Thursday, January 15, 2009

The Fight

Given the inevitable stress of my job, as part of my contract at BFA I agreed to talking to a counselor to make sure I don't snap. I had no problem accepting their request; it's very respectable that they try to prevent melt downs among staff members. Plus, I usually enjoy welcoming those who want to jump inside my brain with me. Well, my counselor freed me from big brother's watchful eye and deemed me mentally stable a few months ago but we still meet together to chat once in a while... not out of worry on my new found friend's part, but because we enjoy one another's company and of course there are MANY things for me to work on that my friend can help point out. Otherwise I wouldn't have such a self-centered blog. I would write about all the things God is doing around me instead of the truth He's revealing in me.

So, today when we were chatting, we came to a funny realization that my mind and heart are in an epic battle. I imagined a little brain swathed in an epileptic's soft helmet and an even littler heart with balled fists ready to duke it out and had to laugh. I wish I could draw it, but unfortunately the closest I get to doodling is long division.

Thus far in the great duel, my mind has always won. What is practical and efficient dominates any tactics the heart has ever offered. I equate my heart defeating my mind as trouble- the kind of trouble that makes 15 year old girls think they're in love and then have to raise a child on their own. And not doing the right and responsible thing terrifies me. Slipping up, making a mistake, not living up to expectations. Those are the reasons I trust my mind and tell my heart to take the back seat, and to wrap up in a cast iron blanket while you're at it.

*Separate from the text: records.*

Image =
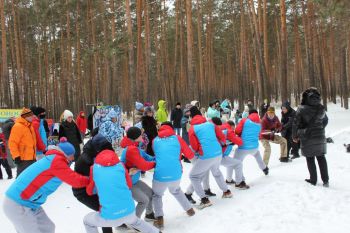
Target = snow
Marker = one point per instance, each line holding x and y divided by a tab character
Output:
281	202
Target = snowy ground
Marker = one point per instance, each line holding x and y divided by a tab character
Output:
281	202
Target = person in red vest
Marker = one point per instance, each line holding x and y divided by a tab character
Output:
82	123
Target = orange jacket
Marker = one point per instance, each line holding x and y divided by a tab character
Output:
22	141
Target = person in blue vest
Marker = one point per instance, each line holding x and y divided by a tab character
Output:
207	140
168	149
133	157
24	198
117	204
39	127
249	130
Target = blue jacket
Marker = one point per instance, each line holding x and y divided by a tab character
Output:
168	149
206	138
133	157
249	129
42	135
113	184
39	180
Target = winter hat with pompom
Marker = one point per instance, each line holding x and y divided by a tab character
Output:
67	148
133	133
67	114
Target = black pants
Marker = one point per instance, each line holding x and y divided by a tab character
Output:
7	167
93	203
23	165
322	164
292	145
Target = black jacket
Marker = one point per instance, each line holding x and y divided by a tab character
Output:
309	126
287	122
175	117
263	110
149	124
86	160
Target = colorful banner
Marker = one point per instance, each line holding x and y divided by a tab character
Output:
101	113
8	113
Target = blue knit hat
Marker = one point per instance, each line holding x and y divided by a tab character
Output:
138	106
67	148
112	114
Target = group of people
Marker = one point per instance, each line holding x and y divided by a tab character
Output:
153	142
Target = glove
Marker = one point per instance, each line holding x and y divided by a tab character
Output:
18	160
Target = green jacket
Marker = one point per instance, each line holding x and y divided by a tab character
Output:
162	113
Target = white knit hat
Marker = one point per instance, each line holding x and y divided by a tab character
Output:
67	114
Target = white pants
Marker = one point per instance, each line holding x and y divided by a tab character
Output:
174	188
242	154
26	220
94	220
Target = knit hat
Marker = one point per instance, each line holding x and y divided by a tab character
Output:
67	114
195	111
187	108
271	110
148	104
133	133
100	143
38	110
138	106
112	114
148	109
26	113
67	148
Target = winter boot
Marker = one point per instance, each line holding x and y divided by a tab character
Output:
204	203
190	199
209	193
150	217
285	160
190	212
310	182
159	222
232	182
266	171
242	186
227	194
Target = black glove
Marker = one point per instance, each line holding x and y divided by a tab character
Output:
18	160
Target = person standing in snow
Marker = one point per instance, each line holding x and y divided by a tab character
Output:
249	130
270	125
138	113
175	118
149	124
206	139
263	108
185	123
69	130
133	157
82	166
82	123
3	157
213	111
22	141
168	149
309	128
110	128
25	197
162	113
288	115
40	132
117	204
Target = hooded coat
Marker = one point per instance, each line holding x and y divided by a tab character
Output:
162	113
310	123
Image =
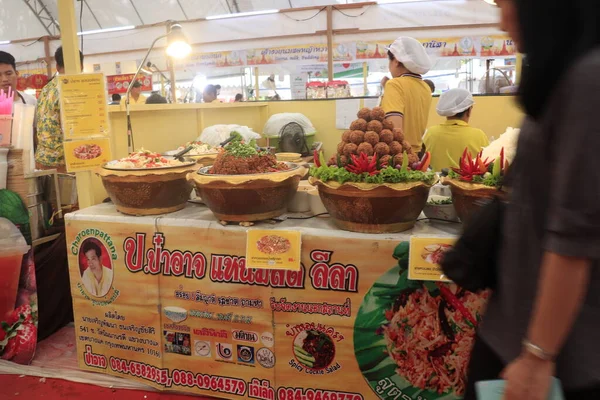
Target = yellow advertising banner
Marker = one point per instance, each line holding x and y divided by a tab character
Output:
176	307
497	46
451	47
464	47
310	53
83	105
425	258
214	60
87	154
371	50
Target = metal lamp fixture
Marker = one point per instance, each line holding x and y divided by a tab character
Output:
177	47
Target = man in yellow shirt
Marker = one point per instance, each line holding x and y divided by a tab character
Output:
407	97
135	95
97	278
453	136
49	153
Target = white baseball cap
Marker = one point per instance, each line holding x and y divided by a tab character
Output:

My friend asked, "do you want your heart and brain to be friends?" It seemed like a funny abstract conversation to be having, but obviously it intrigued me enough to write about. And yes, I realized, I do wish my heart were stronger... or rather that I trusted it enough to drop the metal shroud around it and let it speak once in a while.

A few weeks ago I heard a sermon about how the things we do for love (agape, eros, or otherwise) sometimes offend our minds. We do things that don't make sense for the sake of showing love to others. The mind let's the heart lead the dance. I want to be capable of that. I probably am and just don't realize it because I'm afraid to try. My brain believes that my heart has the strength to step up, but my dumb little heart is full of doubt.

It's easier and safer to let my mind run the show and guard the heart, but that's not a well-rounded existence. Yesterday afternoon I had a tearful bit of a revelation. After being thoroughly absorbed in the love story of the books I've been reading it was a huge let down to look at my life and not believe that that really exists outside of the pages of creative writing. This is the reason I stopped reading Christian fiction. Those stories are so predictable. Christian man meets Christian woman and knows how to pursue her just enough that would be considered creepy if she didn't want to be pursued, and she knows how to let him. And then two days later they are married. But now love stories at all- even those involving vampires, apparently- are evoking that same emotion in me. And the realization was this: my head knows that those stories happen. There's evidence all around. I am 100% confident that God can create better love stories than even the most compelling authors. But my heart doesn't believe that it will happen to me. I imagined myself as a single, bitter woman, and that was terrifying. I do not want that. I do not need a man to be complete in Christ. My significance is in Him, of that I am confident, head and heart. But, the more I see the heart love in others' lives, the starker the contrast to my mind-driven life.

God's got a lot of work to do in me for sure. I'm hoping that spending more time with families will help build a stronger heart in me as well as a better appreciation for its wellspring of life-ness. I'm fairly certain that as I type this and commit to focusing more on developing my heart than mind for a little while that I'm strapping myself into a roller coaster, watching the guy in charge grin ear-to-ear for what I'm getting myself into. Oh geez. Here we go.